In anime, there's rarely a cutting room floor, as it's too time-consuming and expensive to animate scenes only to delete them. Instead, scripts get chopped up in the planning stages as budgets constrict. I have to imagine that's what happened with The Humanoid, a stand-alone OVA that runs about 45 minutes. The problem with it is not that what's included is particularly bad, but that all the exposition that would make us care about the characters and make sense of the situation is gone. I can only imagine that somebody wouldn't have written the show this messily, so I go the other way and hope that the script was murdered by committee.

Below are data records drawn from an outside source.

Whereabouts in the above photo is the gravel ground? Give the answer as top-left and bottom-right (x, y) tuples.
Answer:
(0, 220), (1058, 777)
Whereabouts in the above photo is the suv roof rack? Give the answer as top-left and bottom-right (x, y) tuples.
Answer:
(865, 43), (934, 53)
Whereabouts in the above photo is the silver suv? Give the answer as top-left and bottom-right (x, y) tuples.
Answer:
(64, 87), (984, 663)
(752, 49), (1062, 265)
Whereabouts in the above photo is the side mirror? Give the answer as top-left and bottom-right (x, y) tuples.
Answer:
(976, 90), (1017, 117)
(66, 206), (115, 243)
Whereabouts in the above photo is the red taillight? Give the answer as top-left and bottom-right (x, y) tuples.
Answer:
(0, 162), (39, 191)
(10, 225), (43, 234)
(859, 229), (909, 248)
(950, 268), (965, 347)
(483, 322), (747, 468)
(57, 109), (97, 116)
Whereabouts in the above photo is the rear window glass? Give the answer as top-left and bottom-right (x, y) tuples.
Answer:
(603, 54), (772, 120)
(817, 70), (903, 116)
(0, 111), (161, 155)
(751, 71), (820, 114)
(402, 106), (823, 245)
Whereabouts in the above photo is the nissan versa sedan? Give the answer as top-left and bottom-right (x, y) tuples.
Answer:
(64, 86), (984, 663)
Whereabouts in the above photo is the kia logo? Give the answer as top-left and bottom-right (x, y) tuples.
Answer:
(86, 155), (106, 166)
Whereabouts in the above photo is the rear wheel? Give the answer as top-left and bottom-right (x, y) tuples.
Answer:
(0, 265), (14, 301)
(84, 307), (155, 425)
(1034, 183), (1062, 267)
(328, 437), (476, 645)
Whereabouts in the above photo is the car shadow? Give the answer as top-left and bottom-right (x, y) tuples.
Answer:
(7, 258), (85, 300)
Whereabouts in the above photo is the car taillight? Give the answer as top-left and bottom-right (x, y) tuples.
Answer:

As a two-hour movie, this might have worked. As it stands, The Humanoid is one of those shows gone totally awry, salvageable only by dreaming "if only..."
Although there's a back-story to The Humanoid explained in the opening crawl, it's not all that important. What everyone needs to know is that this lovably eccentric creator, Dr. Watson, built a robot that could learn and have emotions. His daughter Sheri is in love with a young ruffian, Eric, who makes his living hauling interstellar freight. Eric's coming to see her, but that's where things get weird. Governor Proud, the heavy of the piece, wants to find and launch some mysterious spaceship to get a princess to her homeworld, but the liftoff will likely destroy the planet. Eric's ship gets shot down, and he has to work his way back to Sheri's arms. Then they have to survive Proud's plans, teach the robot Antoinette how to love, and generally avoid mass havoc.
The Humanoid is pretty standard-issue in terms of animation for an 80s OVA, which means that it's not particularly great but not terrible. The designs look achingly old now, but for the time, they weren't half bad. There are also a few action sequences that look pretty decent. However, the modern fan will think this all quite quaint at best.
The problem with The Humanoid is all in its plot. Everything, and I do mean everything, happens to keep the plot going. Really, Antoinette's existence is only there to fulfill the plot requirements of the ending. Otherwise, there's no point to her character being a robot. Sure, she's supposed to learn emotion, but we rarely see it. What we do see is, again, just a plot device. Because the thing is all plot and no substance, it does mean that it moves along at a brisk clip from point A to point B. However, it's like speeding 90 miles an hour through the Arizona desert...you'll get across the state pretty quick, but you're not going to see anything interesting along the way.
The reason I think The Humanoid must have been chopped up somewhere along the production line is because the emotional reactions to major events are still there. Characters who've spent less than two minutes of screen time together seem truly attached to each other. This really works against the show because the audience has none of these same feelings. When one of the characters cried at a loss in The Humanoid, I almost laughed. It was so out of place that it ripped me right out of the narrative. The show doesn't take the time to earn the right to my emotions.
I'm really being pretty friendly with this show considering how bad it winds up being. I am probably giving it more credit than it deserves, but perhaps it's because I enjoyed the couple decent action sequences and I saw the hints of a much better story. There are plenty of mindless shows that fail miserably because they want to hit the lowest rung and miss even that. The Humanoid wants to be better than it is, which I respect. But it's a failure, and not even a brilliant one. In many ways, it reminds me of The Fifth Element (and yes, I know I'll get letters about saying that). Both have plenty of potential but squander it. Both have nice action bits that don't save the whole. Both were shows I wanted to like more than I did. That being said, we aren't talking Battlefield Earth here, but it's still one to avoid.